Przybysz spojrzał na nich znad postawionego kołnierza.
— To mag! — zdziwił się Brzoskwinia.
Przybysz podszedł szybko i przysunął sobie krzesło.
— Nie, wcale nie — syknął. — Jestem incognito.
— Jasne, panie Gnito — zgodził się Średni Dave. — Jesteś pan po prostu kimś w spiczastym kapeluszu. To jest mój brat Banjo, to Brzoskwinia, to Kocie…
Mag spojrzał z rozpaczą na Herbatkę.
— Nie chciałem tu przychodzić!
— Pan Sideney istotnie jest magiem — potwierdził Herbatka. — W każdym razie studentem. Niestety, chwilowo szczęście się od niego odwróciło. Stąd jego chęć, by przyłączyć się do naszego przedsięwzięcia.
— A dokładnie, jak bardzo się od niego odwróciło? — zainteresował się Średni Dave.
Mag starał się unikać ich wzroku.
— Popełniłem błąd przy zakładzie — wyjaśnił.

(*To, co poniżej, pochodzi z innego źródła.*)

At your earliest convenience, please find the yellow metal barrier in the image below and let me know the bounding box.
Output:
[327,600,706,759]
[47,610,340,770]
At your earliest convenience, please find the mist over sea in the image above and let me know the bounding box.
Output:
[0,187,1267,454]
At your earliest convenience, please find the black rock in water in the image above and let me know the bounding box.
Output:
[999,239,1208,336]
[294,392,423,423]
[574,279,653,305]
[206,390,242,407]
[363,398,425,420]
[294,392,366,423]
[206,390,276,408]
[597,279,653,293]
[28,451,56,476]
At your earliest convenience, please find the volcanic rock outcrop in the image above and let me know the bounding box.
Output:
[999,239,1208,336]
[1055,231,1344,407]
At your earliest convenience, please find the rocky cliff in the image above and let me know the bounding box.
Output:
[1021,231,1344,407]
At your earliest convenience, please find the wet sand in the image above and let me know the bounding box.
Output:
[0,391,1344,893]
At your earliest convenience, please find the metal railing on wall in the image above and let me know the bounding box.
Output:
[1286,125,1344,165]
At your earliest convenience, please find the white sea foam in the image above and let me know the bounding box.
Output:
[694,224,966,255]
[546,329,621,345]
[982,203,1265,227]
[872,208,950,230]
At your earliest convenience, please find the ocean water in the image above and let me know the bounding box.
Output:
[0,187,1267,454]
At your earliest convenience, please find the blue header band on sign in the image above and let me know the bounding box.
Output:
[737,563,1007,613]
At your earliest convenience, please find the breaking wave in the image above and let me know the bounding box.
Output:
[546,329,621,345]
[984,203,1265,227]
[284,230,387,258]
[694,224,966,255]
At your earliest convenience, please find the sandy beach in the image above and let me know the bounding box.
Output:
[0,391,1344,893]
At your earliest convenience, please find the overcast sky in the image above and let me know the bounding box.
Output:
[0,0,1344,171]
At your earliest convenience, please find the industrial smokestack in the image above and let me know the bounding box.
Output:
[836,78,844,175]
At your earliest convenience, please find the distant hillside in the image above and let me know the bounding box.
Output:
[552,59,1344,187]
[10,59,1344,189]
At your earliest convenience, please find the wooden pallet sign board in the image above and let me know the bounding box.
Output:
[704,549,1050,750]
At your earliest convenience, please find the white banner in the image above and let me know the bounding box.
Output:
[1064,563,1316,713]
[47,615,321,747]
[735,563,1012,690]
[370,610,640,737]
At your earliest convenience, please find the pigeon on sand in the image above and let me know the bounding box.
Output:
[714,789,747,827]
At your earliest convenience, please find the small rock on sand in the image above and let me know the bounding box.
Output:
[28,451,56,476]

— Postawiłeś i przegrałeś, znaczy? — domyślił się Siata.
— Spłaciłem wszystko na czas.
— Owszem, ale troll Chryzopraz odczuwa dziwną niechęć do pieniędzy, które następnego dnia zmieniają się w ołów — wtrącił uprzejmie Herbatka. — Dlatego nasz przyjaciel musi zarobić trochę pieniędzy, szybko i w klimacie, w którym ręce i nogi pozostają na swoich miejscach.
— Nikt nie uprzedzał, że w tym chodzi o jakąś magię — zaprotestował Brzoskwinia.
— Naszym celem jest… Powinniście chyba myśleć o tym, panowie, jak o czymś w rodzaju wieży maga.
— Ale to nie jest prawdziwa wieża maga? — upewnił się Średni Dave. — Oni mają dość dziwaczne poczucie humoru, kiedy chodzi o pułapki.
— Nie.
— Straże?
— Tak sądzę. Według legendy. Ale nic wielkiego.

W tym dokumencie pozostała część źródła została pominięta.